Bem, recomeço. Eu cresci numa educação adventista e nunca fui fã de partilhar isso. Na infância até que era divertido. Todos tentavam, ao meu vê, se entrosar. Nessa época temos amigos mais de brincadeira, de amizade infantil. Só que eu frequentava uma igreja e fui para outra e perdi contado dessa gente. Eu fiquei até os seis anos, aí na nova fiquei até dezessete. Vou usar a classificação etária do sistema adventista nesse início.
Nos primários, rolava muita pintura, brincadeira e tal. Mas os relacionamentos eram meio solto, sem muita fidelidade. Eu vivia em uma panelinha que na época não tinha visão de futuro no que falava, era muita putaria. Saber de sexo era o auge. Falar então, a gente só não fazia nem entre nós. Falar de religião era muito paia e tradicional. Estávamos imersos naquilo.
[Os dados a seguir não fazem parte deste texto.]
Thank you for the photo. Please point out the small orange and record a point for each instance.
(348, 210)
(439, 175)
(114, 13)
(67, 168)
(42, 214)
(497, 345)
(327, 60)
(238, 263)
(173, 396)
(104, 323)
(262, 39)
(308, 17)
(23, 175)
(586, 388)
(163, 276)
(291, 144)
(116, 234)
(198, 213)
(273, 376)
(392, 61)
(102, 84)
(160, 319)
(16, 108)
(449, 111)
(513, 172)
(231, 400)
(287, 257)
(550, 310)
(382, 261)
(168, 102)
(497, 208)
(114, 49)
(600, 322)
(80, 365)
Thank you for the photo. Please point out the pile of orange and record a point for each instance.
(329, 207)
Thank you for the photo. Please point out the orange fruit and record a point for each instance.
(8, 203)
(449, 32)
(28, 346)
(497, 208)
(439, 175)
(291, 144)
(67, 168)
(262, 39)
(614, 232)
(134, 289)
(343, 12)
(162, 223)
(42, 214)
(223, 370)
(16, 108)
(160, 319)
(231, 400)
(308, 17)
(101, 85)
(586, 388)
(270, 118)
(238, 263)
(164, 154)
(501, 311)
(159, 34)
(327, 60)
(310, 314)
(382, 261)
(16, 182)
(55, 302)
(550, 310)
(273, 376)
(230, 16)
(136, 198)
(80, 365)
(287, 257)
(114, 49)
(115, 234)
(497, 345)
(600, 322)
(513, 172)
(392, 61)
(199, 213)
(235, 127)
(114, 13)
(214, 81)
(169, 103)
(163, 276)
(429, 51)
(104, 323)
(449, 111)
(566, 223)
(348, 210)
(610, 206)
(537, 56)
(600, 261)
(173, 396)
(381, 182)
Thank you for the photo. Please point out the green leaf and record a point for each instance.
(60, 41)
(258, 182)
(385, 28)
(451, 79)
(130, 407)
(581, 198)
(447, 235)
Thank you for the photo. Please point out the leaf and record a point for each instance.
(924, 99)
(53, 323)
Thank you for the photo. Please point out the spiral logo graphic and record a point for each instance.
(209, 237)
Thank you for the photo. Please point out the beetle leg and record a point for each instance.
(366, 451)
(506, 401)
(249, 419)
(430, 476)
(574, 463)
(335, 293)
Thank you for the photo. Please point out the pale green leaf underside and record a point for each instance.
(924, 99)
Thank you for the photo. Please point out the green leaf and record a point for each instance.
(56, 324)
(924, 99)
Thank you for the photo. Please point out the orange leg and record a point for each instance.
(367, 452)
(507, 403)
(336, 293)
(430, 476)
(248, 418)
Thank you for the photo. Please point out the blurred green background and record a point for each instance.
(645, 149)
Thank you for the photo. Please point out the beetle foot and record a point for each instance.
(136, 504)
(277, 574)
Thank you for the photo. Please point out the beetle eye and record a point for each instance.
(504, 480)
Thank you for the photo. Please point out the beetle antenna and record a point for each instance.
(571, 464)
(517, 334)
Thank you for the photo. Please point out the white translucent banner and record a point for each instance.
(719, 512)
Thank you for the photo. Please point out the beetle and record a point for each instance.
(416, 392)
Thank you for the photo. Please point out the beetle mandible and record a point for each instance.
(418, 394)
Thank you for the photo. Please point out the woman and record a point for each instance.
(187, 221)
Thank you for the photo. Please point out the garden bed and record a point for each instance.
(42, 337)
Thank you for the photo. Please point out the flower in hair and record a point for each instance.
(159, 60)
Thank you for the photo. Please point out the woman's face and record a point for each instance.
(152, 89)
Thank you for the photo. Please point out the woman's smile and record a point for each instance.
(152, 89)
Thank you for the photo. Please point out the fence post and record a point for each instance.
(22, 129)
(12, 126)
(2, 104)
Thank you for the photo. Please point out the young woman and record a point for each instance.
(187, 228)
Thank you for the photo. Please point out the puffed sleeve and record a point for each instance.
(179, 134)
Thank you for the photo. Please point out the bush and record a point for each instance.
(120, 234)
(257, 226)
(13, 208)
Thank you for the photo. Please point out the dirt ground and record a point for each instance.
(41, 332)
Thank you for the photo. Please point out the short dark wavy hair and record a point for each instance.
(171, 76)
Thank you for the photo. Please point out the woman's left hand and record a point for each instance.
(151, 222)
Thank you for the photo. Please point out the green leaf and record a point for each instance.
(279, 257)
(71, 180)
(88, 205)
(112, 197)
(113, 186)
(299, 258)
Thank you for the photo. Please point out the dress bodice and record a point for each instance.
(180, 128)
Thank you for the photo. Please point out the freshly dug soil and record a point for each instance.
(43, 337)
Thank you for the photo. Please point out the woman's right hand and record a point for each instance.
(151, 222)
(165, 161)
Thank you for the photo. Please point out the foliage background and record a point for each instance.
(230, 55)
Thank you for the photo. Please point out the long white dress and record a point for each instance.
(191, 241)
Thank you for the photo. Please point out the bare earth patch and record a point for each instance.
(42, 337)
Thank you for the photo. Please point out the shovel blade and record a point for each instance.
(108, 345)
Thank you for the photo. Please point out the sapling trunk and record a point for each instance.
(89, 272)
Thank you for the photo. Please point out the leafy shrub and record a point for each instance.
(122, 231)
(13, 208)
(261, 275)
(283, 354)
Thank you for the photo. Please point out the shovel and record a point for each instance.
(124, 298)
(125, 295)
Já nos juvenis, a panelinha se desfez em parte ou se desfez mesmo. Não recordo muito bem, mas já estávamos falando menos uns com os outros. Eu, particularmente, tava mais na minha e tinha um super amigo. Formos amigos até o final da classe dos adolescentes. Bem, nessa duas etárias, já não se falava tanto de sexo, falávamos mais das coisas que aconteciam particularmente em nossa vida ou fofoca. E outra, começou a se vê quem era amigo de quem. Não rolava muita falsidade, só com os novatos que apareciam, uns nem com todos. E tinha joguinho de interesse e de amor. Se é que era amor.
Já quando fui para a classe dos jovens, tivemos que mudar de igreja. A transferência foi para Aceam. Aceitaram. Fiquei um ou dois anos e voltei para a igreja adventista da minha infância.